We take a look at Scott’s film and break down his game:
The good: Scott is a perfect fit for Michigan State at running back. He brings an ideal combination of power running, with speed, size and agility to match.
His film truly looks like a man playing with a bunch of boys on the field.
He bounces off tackles and uses a spin move often and well. He also flashes the ability to make a quick cut and hit the hole hard to break away. One of his biggest strengths is his balance as he runs. It allows him to break tackles and makes shiftier moves.
Scott is a very tough runner to bring down and is rarely brought down by first contact. Once he is brought down, he generally falls forward for more yardage as a result of being a bulldozer and finding extra yards.
At 6-foot-2, 230 pounds, Scott still shows the speed to outrun defenders downfield at the high school level once he gets the window to break open.
The bad: The Le’Veon Bell comparisons are warranted, naturally, but Bell was used often as a fifth receiver in his sophomore year. As for Scott, there is not much showing what he can do in the passing game for Hubbard.

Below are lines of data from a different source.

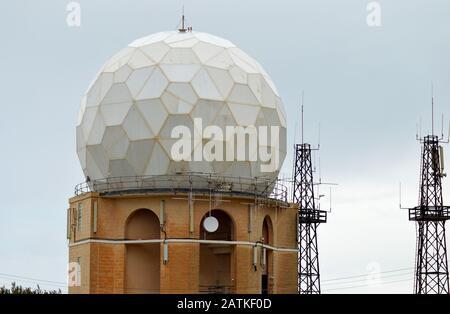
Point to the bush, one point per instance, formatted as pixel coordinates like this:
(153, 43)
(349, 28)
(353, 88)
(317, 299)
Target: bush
(16, 289)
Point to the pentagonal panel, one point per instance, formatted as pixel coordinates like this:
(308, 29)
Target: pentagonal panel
(115, 142)
(135, 125)
(159, 161)
(204, 86)
(154, 86)
(138, 154)
(122, 74)
(154, 113)
(138, 78)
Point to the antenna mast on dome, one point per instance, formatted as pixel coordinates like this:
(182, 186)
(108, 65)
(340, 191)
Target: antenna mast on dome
(183, 28)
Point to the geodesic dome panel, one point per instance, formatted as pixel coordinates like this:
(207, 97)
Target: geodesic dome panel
(165, 80)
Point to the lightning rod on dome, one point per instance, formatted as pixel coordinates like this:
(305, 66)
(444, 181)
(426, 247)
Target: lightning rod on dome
(183, 28)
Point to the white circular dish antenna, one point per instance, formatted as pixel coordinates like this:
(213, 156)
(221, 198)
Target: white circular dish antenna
(211, 224)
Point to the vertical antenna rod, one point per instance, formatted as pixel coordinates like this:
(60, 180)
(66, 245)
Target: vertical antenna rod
(431, 269)
(308, 219)
(432, 109)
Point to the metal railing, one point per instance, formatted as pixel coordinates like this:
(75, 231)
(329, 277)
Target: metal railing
(429, 213)
(198, 183)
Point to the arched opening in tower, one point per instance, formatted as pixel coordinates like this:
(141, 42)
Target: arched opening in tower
(267, 257)
(216, 260)
(142, 265)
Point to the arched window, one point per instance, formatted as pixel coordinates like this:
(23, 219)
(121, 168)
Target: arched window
(216, 260)
(142, 269)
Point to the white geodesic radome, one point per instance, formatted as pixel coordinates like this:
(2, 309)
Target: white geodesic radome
(168, 79)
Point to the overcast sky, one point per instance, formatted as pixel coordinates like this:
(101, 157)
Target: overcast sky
(367, 86)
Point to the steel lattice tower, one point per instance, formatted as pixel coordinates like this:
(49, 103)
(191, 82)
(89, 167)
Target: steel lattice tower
(309, 219)
(431, 274)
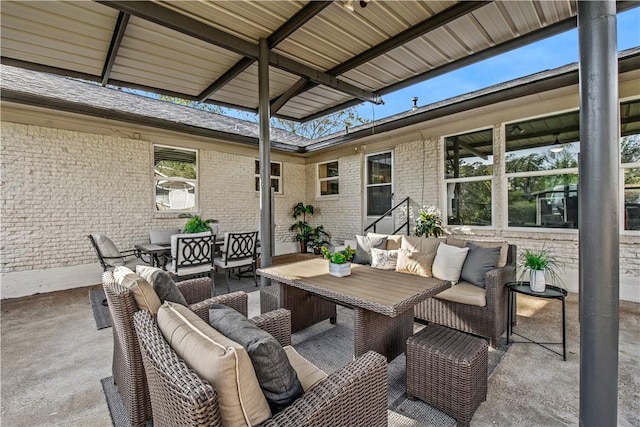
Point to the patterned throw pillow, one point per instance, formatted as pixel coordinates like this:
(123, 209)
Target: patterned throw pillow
(417, 263)
(277, 378)
(478, 263)
(448, 262)
(364, 245)
(162, 283)
(143, 292)
(222, 362)
(384, 260)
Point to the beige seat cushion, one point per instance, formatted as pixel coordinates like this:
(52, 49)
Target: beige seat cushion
(143, 292)
(309, 374)
(465, 293)
(393, 240)
(224, 363)
(421, 244)
(417, 263)
(504, 248)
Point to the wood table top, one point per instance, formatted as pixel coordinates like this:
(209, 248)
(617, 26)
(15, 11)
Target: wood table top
(383, 291)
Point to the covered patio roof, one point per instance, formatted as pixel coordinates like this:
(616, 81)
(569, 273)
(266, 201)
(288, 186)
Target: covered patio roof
(323, 57)
(301, 60)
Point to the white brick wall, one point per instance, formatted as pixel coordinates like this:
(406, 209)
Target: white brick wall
(59, 185)
(417, 166)
(340, 215)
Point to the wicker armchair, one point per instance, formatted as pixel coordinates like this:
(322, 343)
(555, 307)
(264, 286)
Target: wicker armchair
(355, 395)
(489, 321)
(128, 370)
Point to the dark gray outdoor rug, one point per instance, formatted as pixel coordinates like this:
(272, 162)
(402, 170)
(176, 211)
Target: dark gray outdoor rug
(100, 310)
(330, 347)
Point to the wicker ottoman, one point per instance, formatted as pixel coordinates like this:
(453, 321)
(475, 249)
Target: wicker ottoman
(448, 370)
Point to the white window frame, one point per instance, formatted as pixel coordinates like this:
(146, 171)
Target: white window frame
(367, 185)
(507, 176)
(623, 168)
(193, 182)
(277, 178)
(446, 181)
(327, 179)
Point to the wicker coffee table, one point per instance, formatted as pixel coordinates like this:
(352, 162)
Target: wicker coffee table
(382, 300)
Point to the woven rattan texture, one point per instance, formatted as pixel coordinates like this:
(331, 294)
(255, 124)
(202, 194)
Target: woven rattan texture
(355, 395)
(381, 291)
(128, 368)
(447, 369)
(306, 309)
(179, 397)
(489, 321)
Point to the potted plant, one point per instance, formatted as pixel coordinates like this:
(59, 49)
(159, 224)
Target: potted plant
(540, 264)
(339, 262)
(196, 224)
(318, 238)
(429, 222)
(302, 227)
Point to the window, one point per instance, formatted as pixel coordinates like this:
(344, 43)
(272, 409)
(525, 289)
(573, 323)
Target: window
(328, 179)
(630, 159)
(379, 183)
(468, 166)
(541, 165)
(175, 172)
(276, 176)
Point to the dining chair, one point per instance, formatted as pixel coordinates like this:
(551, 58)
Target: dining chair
(238, 251)
(109, 255)
(192, 255)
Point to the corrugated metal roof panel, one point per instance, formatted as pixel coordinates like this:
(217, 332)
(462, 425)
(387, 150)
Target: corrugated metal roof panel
(249, 20)
(72, 35)
(244, 88)
(155, 56)
(75, 37)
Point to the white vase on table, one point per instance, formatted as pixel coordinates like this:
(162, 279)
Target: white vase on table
(340, 270)
(537, 281)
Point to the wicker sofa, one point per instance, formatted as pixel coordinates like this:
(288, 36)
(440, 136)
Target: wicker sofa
(128, 369)
(355, 395)
(466, 307)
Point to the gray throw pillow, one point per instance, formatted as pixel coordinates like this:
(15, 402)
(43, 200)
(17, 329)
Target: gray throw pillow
(162, 283)
(364, 245)
(479, 261)
(277, 378)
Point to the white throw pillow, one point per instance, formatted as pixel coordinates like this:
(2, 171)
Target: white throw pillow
(448, 262)
(383, 259)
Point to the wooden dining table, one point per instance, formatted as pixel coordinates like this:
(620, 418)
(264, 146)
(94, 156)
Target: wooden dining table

Likewise, as is the case with any high school running back film, it is impossible to tell how willing and talented he is when it comes to blocking.
Blocking is the biggest learning curve for any running back entering college, so how Scott adapts and picks up blocking schemes will dictate his early impact.
There are some plays on his highlights where he carries the ball away from his body, generally as he looks to make a cut.